WOCHENÜBERSICHT: BÜHNE Esther Slevogt betrachtet das Treiben auf Berlins Bühnen

Wo die anderen ihre Spielzeit gerade beenden, geht es im Prime Time Theater schon wieder los. Doch der Sommer wirkt sich auch hier auf den Spielplan aus. Und so kommt es, dass das lieb gewonnene Personal der Theatersoap „Gutes Wedding, schlechtes Wedding“ sich auf geheimnisvolle Weise in Figuren aus Shakespeares Sommernachtstraum verwandelt, der im Wedding selbstredend „Eine Sommanachtstaraum“ heißt, weil man dort zu den Gepflogenheiten der Hochsprache ein eigenes Verhältnis pflegt. Arbeitsamtschefin Annemarie wird zur sächselnden Titania, aus dem bierbäuchigen, berlinernden Postboten Kalle wird der Feenkönig Oberon. Auch das stets betont schnöde Bühnenbild soll diesmal verzaubert sein. Von Zauber keine Spur ist in Slawomir Mrozeks groteskem Drama „Auf hoher See“, welches diese Woche auf dem Theaterschiff Potsdam zu sehen ist: ein Diskurs über das Fressen und Gefressenwerden. Ebenfalls nicht sehr freundlich geht es in Cristin Königs multimedialem Science-Fiction-Stück „Das blaue Meer“ zu, das uns in einer Voraufführung im Ballhaus Ost um 20.968 Jahre in die Zukunft versetzt. Eine Zeit, in der alle Wünsche automatisch erfüllt oder einfach ausradiert werden und das Leben auch sonst ziemlich unheimlich ist. Die Zeiten, als man von der Zukunft noch Gutes erhoffte, sind ja auch schon länger vorbei.
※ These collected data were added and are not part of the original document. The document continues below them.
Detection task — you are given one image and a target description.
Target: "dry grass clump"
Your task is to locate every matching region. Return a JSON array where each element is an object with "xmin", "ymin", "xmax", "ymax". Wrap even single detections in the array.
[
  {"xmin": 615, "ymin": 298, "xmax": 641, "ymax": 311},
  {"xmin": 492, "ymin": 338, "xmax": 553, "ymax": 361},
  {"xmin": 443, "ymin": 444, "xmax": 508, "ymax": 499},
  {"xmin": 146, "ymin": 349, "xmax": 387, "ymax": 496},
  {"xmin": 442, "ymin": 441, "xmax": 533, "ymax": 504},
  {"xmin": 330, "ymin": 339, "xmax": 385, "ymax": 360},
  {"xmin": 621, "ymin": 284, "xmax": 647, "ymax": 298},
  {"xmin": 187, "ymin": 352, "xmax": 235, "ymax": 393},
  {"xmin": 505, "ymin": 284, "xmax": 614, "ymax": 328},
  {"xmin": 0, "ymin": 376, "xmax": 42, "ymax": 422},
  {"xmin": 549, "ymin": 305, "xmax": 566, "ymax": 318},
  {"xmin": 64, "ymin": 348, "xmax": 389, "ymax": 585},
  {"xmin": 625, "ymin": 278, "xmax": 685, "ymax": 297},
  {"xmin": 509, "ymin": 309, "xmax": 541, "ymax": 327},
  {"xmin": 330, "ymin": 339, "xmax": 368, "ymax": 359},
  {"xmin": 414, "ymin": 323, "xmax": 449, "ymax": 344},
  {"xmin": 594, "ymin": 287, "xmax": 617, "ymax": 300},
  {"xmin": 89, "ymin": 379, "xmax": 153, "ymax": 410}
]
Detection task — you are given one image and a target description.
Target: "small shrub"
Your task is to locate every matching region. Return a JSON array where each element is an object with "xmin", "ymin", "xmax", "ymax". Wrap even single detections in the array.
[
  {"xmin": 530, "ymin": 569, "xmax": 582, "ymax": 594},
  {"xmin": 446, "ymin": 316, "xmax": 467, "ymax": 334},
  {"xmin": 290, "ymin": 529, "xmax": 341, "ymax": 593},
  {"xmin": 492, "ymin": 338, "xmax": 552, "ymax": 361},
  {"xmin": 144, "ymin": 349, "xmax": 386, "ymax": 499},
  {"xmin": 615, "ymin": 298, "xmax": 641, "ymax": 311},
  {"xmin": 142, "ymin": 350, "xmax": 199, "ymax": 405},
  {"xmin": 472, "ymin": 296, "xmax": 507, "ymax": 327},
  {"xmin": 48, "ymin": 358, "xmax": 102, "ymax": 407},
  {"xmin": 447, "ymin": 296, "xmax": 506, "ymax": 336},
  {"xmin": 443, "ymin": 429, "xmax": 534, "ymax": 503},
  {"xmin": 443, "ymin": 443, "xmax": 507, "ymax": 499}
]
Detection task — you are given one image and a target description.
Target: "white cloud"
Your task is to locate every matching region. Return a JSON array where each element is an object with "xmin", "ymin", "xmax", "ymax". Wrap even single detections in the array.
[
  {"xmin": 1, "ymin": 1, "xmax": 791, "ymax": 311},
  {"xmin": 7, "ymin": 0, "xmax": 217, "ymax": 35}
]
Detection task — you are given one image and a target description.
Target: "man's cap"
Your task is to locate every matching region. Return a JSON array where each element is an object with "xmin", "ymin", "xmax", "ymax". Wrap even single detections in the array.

Außer in der Neuköllner Oper vielleicht, wo in neuer Besetzung und auch sonst frisch poliert Thomas Zaufkes und Peter Lunds Kinder-Krieg-Musical „Babytalk“ wieder aufgenommen wurde, wobei sich der Begriff „Krieg“ im Titel eben nicht auf Krieg, sondern aufs Kinderkriegen bezieht. Allerdings werden hier weniger babyrosa Träume der Bundesfamilienministerin, sondern der Befund besungen, dass das Leben in unseren ego-zentrierten Zeiten gelegentlich doch ziemlich zukunftslos auf der Stelle tritt.

„Sommanachtstaraum“: Prime Time Theater, ab Fr.

„Auf hoher See“: Theaterschiff Potsdam, ab Fr.